WWRKD? What Would Rodney King Do?
The one thing worse than a movie that’s so totally rah-rah about its subject is to put the audience in a position to care about its subject and then to, rather ruthlessly, kill its subject. Or in the case of End of Watch, half its subjects.
It’s hard to imagine why writer/director David Ayer changed his modus operandi.
His previous films include Street Kings, Training Day and Dark Blue, movies in which cops have many dimensions, from straight-up good guys to baddies on the take, to all shades of gray in between.
There are no such shadings here and the movie suffers for it. Ayer deposits the protagonists, uniformed LAPD cops (Jake Gyllenhall and Michael Peña), into the daily grind of shit we’ve seen in other movies that take place in south central Los Angeles. Audiences will feel for these two, but who wouldn’t?

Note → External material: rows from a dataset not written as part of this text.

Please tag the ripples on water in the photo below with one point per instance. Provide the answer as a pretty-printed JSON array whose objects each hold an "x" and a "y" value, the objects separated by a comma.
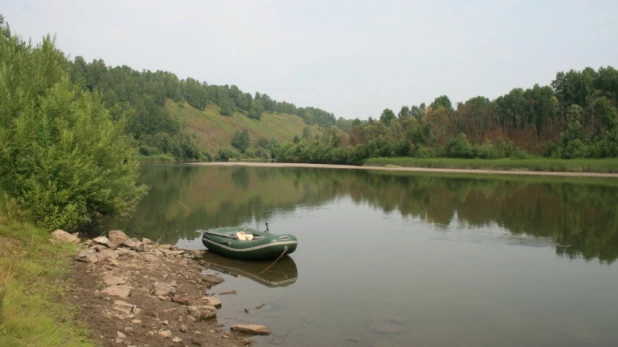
[{"x": 404, "y": 259}]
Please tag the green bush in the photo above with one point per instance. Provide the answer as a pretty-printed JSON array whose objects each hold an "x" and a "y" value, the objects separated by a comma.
[
  {"x": 487, "y": 151},
  {"x": 460, "y": 148},
  {"x": 63, "y": 159}
]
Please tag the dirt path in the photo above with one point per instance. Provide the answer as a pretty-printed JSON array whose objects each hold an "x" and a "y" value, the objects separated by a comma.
[
  {"x": 416, "y": 169},
  {"x": 137, "y": 293}
]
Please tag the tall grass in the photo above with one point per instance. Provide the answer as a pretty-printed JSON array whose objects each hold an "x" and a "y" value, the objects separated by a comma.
[
  {"x": 608, "y": 165},
  {"x": 34, "y": 310}
]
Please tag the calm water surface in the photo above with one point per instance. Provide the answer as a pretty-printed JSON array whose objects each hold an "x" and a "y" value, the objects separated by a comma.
[{"x": 391, "y": 259}]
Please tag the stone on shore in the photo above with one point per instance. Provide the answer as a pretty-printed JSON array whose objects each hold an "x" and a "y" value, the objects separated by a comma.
[
  {"x": 212, "y": 301},
  {"x": 134, "y": 244},
  {"x": 62, "y": 235},
  {"x": 162, "y": 289},
  {"x": 116, "y": 236},
  {"x": 101, "y": 240},
  {"x": 202, "y": 312},
  {"x": 111, "y": 280},
  {"x": 88, "y": 256},
  {"x": 122, "y": 306},
  {"x": 118, "y": 290},
  {"x": 212, "y": 280},
  {"x": 253, "y": 329}
]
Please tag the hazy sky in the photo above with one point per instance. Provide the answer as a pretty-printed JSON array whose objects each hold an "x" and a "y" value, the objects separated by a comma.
[{"x": 352, "y": 58}]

The heartless, perhaps. It’s only afterward that we realize we’ve been manipulated: These guys will die to protect us, and they deserve our respect. It’s a drag when movies feel like church. It’s a drag that Gyllenhall’s character’s documentary project, the catalyst for the film, is dropped completely.
At least he’s good. Peña is excellent.
Regal Santa Fe Stadium 14, R, 109 min.






I think End of Watch is well worth seeing (caught a preview last night). Yes, the film was too rah rah perhaps. But you are insufferably arrogant as a critic putting a spoiler in your lead graph. Unbelievable.
Talk about manipulation. Look in the mirror much?